Questions are being raised about the ongoing construction of what real estate experts estimate to be a multimillion-dollar house at Tobago House of Assembly’s (THA) highly subsidised Blenheim housing project at Hope, Tobago.
Pictures of the house under construction at lot 64 began circulating last week on various social media platforms.
This is because the Heights of Blenheim project, one of five undertaken by the THA over the past 20 years, caters to low-income earners.
Questions arose as to who would be able to fund such a property given the fact that it specifically targets low-income earners and whether the owners would have had permission to undertake such construction.
According to information from the THA, the Blenheim project started in May 2006 and was to be completed by January 2007.
There was a salary cap of $10,000 before applicants could apply for the houses and begin the process of acquiring deeds of mortgage and deeds of sale.
Single unit houses and condominiums, not lands, were sold to qualifying applicants at three estates–Blenheim, Castara and Adventure. In other projects at Signal Hill and Calder Hall Phases 1and 2, lands were sold to applicants. The THA’s Division of Settlements is responsible for the distribution of the lands and homes. According to documents from the THA, in 2010, the market value of a three-bedroom house and land at the Blenheim Estate was $585,000 and a two-bedroom unit cost $335,000.
The documents noted that after taxpayers’ funds were injected, the houses were sold at a subsidised price of $410,000 and $177,000 respectively.
In 2010, a Report of the Commission of Enquiry into the construction sector revealed that the houses were “unsellable.”
The Government-sponsored inquiry noted that “despite the houses being substantially complete for over a year, much of the infrastructure work remained to be done.”
It discovered too that the total cost allocated for building 141 homes was $18,429,732 but only 61 houses were built for $18,306,876.

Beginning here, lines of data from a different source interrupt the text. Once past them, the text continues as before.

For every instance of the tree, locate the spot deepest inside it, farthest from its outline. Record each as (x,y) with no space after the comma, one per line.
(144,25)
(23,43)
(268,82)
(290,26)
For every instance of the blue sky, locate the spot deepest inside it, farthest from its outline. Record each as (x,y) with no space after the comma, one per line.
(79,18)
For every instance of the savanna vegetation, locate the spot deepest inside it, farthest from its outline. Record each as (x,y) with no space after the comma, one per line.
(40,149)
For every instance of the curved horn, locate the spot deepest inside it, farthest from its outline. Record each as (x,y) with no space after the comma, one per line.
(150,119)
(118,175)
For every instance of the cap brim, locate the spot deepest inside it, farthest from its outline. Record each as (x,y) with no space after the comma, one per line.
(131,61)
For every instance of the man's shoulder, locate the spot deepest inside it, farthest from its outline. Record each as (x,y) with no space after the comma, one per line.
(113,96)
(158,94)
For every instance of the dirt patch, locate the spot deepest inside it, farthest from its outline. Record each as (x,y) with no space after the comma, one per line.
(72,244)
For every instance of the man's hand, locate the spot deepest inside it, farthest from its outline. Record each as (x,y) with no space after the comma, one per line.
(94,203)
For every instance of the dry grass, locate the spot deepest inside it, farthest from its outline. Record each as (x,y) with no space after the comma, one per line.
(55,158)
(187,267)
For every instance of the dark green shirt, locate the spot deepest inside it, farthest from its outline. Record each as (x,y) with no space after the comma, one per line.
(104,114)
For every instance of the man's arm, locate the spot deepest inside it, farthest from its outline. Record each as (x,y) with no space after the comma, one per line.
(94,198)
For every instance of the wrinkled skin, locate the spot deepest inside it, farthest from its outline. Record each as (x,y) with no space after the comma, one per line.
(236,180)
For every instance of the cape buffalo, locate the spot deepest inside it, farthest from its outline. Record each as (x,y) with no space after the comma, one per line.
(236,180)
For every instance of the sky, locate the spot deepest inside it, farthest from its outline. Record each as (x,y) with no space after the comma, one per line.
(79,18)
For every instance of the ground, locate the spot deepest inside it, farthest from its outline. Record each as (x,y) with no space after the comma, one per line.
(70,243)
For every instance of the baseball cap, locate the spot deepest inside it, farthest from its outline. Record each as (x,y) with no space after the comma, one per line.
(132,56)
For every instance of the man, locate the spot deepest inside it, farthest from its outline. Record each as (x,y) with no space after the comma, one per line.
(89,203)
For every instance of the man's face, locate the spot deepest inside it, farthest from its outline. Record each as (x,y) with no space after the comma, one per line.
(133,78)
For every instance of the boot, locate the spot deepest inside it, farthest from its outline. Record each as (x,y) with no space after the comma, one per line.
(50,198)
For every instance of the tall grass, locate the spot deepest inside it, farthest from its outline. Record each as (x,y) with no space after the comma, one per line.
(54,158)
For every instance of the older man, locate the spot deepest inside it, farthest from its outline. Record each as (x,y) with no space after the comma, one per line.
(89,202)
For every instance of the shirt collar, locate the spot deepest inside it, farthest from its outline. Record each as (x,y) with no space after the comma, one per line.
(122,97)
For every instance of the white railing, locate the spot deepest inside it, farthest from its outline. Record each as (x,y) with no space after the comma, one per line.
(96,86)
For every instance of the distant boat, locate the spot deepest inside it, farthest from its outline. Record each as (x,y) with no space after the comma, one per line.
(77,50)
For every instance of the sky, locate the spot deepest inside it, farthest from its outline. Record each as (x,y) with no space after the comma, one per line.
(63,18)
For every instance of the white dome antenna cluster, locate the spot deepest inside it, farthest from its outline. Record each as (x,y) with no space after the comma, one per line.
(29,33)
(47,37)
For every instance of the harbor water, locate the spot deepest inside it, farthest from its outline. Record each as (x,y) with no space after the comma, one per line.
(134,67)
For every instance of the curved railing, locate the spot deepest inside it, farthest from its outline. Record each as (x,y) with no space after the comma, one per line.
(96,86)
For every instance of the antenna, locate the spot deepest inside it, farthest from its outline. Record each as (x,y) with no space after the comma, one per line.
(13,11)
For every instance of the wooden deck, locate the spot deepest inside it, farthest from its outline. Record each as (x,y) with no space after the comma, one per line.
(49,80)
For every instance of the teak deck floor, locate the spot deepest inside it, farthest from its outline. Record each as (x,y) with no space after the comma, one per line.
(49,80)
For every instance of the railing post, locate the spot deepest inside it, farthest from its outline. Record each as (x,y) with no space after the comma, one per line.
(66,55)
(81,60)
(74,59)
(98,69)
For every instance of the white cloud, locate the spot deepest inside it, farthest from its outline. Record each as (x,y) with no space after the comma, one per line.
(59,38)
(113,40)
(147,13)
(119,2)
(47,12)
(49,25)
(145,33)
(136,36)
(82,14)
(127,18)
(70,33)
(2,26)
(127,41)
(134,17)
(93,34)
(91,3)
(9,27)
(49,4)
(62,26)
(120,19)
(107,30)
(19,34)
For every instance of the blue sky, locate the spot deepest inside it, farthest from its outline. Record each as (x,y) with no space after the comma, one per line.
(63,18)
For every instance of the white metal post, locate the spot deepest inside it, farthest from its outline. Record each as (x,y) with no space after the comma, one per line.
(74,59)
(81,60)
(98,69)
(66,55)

“…The continuing delay waiting for infrastructure works to render the houses habitable represents a further loss…,” the report concluded. Some of the units were never occupied. The commission also reported that “slope failures resulted in complete loss of (some) units.”

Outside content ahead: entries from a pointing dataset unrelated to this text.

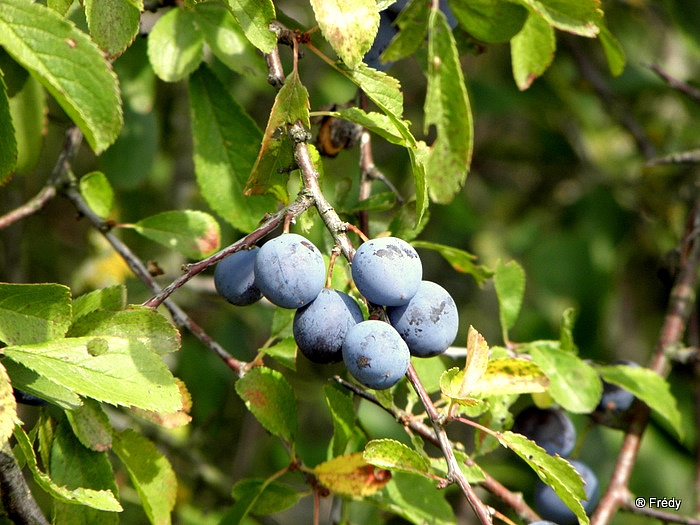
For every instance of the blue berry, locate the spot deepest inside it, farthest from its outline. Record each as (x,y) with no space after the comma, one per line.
(428,322)
(320,327)
(551,507)
(550,428)
(234,278)
(387,271)
(375,355)
(290,271)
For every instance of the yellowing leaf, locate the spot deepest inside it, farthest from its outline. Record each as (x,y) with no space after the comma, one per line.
(511,376)
(350,475)
(350,27)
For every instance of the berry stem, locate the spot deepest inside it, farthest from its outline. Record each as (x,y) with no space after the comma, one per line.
(454,473)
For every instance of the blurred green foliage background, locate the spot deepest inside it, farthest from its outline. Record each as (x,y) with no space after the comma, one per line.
(558,182)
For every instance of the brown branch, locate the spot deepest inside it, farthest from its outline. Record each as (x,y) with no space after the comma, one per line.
(71,144)
(17,499)
(681,303)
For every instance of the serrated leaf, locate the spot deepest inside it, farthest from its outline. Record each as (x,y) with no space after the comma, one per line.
(126,374)
(8,408)
(446,107)
(68,64)
(91,425)
(137,323)
(510,376)
(349,27)
(226,143)
(350,475)
(270,172)
(31,313)
(573,383)
(552,470)
(268,497)
(580,17)
(97,499)
(342,410)
(491,21)
(227,40)
(150,473)
(509,281)
(113,24)
(8,142)
(175,45)
(193,233)
(76,467)
(112,298)
(270,397)
(395,456)
(532,50)
(460,260)
(648,386)
(415,499)
(97,192)
(28,109)
(413,25)
(254,17)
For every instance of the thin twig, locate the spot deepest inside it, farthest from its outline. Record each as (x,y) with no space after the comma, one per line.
(680,305)
(17,499)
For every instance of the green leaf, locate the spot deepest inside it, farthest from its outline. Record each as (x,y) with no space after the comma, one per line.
(552,470)
(648,386)
(112,298)
(226,142)
(97,499)
(271,170)
(136,323)
(267,497)
(31,313)
(175,45)
(227,40)
(573,383)
(415,499)
(194,234)
(150,473)
(580,17)
(68,64)
(510,376)
(78,468)
(532,50)
(491,21)
(97,192)
(8,142)
(351,476)
(460,260)
(270,398)
(447,108)
(8,408)
(395,456)
(28,110)
(342,408)
(614,53)
(113,24)
(413,25)
(285,351)
(509,281)
(349,27)
(126,374)
(91,425)
(254,17)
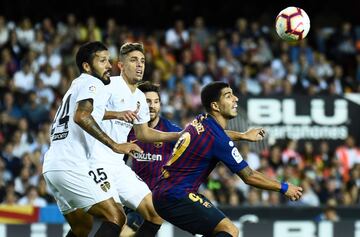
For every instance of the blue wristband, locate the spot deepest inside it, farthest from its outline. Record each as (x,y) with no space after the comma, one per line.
(284,187)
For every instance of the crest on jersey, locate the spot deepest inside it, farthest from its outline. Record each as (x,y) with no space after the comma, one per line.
(105,186)
(158,144)
(92,89)
(236,155)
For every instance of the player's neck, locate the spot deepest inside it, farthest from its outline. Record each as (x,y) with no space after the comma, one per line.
(154,122)
(131,86)
(220,120)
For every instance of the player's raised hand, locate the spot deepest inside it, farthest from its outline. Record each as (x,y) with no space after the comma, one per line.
(294,193)
(127,116)
(255,134)
(127,148)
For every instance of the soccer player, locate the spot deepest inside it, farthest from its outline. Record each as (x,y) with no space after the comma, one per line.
(148,165)
(125,96)
(74,131)
(202,145)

Tobago Today reached out to the THA Secretary of Settlements, Urban Renewable and Public Utilities Clarence Jacob for comment on the ownership of the property and the concerns raised about whether its owners, if they can afford such expense, should have qualified to secure it given the target market for the development.
“I do not have all the details at hand, but when I get them I will make it available,” Jacobs said.
The area representative for the Canaan/Bon Accord electoral district, who recently sent a pre-action protocol letter to two members of the constituency for allegedly slandering him, is currently facing the People’s National Movement’s screening committee as he seeks re-election to represent the party in the upcoming THA elections.